そこで、冷却療法を併用し、痛みや炎症を抑え、筋スパズムを緩和することでリハビリテーションの効果を上げ、早期回復のサポートを行います。
冷却療法の実施における注意点
【冷却時間】
冷却時間は、一般的に1回15〜20分程度が推奨です。過度な冷却は凍傷のリスクを高めるだけでなく、生体反応が起きにくく治療効果が半減してしまいます。
【冷却温度】
冷却温度は、皮膚組織を損傷させない範囲で適切な温度に保つ必要があります。基本的には氷と少量の水を氷嚢やビニール袋に入れて行います。一般的にアイスパックや保冷剤は凍傷のリスクがあるため濡れたタオルを巻くことをお勧めしています。
【合併症への注意】
糖尿病、末梢血管疾患など、血行障害を伴う疾患を持つ患者に対しては、冷却療法の実施に際し、十分な注意が必要です。さらに妊娠中の女性は、冷却療法の実施に際し、医師に相談することが推奨されます。
自宅でもできるアイシング
【アイスパック】
アイスパックは氷を詰めたビニール袋や氷嚢で患部を冷却する方法です。中等度から広範囲の外傷、 痛み、 浮腫を治療するのに適していて、RICE処置として最もよく用いられる方法です。
【アイスマッサージ】
アイスマッサージは患部に氷を直接擦り付けてマッサージを行いながらアイシングする方法です。通常5〜10分で感覚がなくなるので、そこでレストしアイシングを繰り返し行う方法です。
【アイスバス】
アイスバスは氷と水を入れたバケツに患部全体を浸して行うアイシング方法です。患部全体を均一に深部まで冷却でき、足部や手指、凹凸のある関節部のアイシングに適しています。
アイシングは湿布で充分??
結論から言えばアイシング目的で冷湿布を用いることはあまり意味がありません。メントールの成分で一時的にひんやりと冷感を感じますが、冷却効果はあまりありません。アイシング目的であれば、氷嚢やアイスパックを用いることが効果的です。
冷湿布の主な作用は痛みや炎症を抑えることです。現在、市販されている湿布や病院などで処方されている湿布は、正式に言うと経皮吸収型鎮痛消炎剤を成分として配合した貼り薬です。患部に湿布を貼ることによって、鎮痛消炎成分が皮膚から患部へと吸収され、腫れや痛みを抑える作用が期待されています。

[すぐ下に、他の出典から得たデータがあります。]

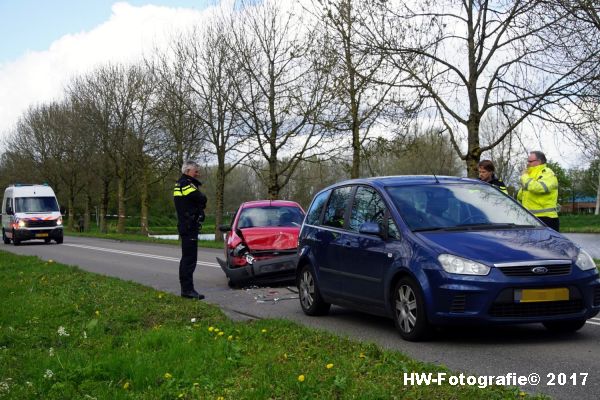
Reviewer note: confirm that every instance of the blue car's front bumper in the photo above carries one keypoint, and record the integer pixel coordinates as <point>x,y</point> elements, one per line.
<point>492,299</point>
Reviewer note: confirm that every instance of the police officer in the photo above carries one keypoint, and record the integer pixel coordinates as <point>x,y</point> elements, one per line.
<point>189,203</point>
<point>539,190</point>
<point>486,171</point>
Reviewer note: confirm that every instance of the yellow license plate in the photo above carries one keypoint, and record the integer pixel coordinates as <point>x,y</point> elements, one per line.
<point>538,295</point>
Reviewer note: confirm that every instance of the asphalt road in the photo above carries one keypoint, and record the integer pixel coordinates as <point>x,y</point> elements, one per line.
<point>521,350</point>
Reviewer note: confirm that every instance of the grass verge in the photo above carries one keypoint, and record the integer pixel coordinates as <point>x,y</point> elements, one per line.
<point>66,333</point>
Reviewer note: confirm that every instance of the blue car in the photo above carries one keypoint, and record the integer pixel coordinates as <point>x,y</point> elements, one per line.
<point>427,250</point>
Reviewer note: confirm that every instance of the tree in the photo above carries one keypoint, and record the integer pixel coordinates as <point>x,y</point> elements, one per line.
<point>359,100</point>
<point>477,56</point>
<point>282,90</point>
<point>214,86</point>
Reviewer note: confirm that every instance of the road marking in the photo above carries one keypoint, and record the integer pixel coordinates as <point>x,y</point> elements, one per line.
<point>130,253</point>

世界を見ると、実に95%は日本で消費され、厚生労働省からも処方枚数の制限が出るほど、日本で多くの患者さんが使用している外用薬です。欧米諸国では、湿布剤よりもクリームやゲル状の外用薬が一般的ですが、日本には、古くから漢方薬や温熱療法といった東洋医学が根付いており、湿布剤もその延長線上にあり接骨院でも手作りの湿布を貼布することがあります。日本では、多くの湿布剤が第一類医薬品または第二類医薬品として分類されており、ドラッグストアなどで手軽に入手できるため広く浸透していますが、ご自身の症状に合わせて、適切な湿布を選び、正しく使用することが大切です。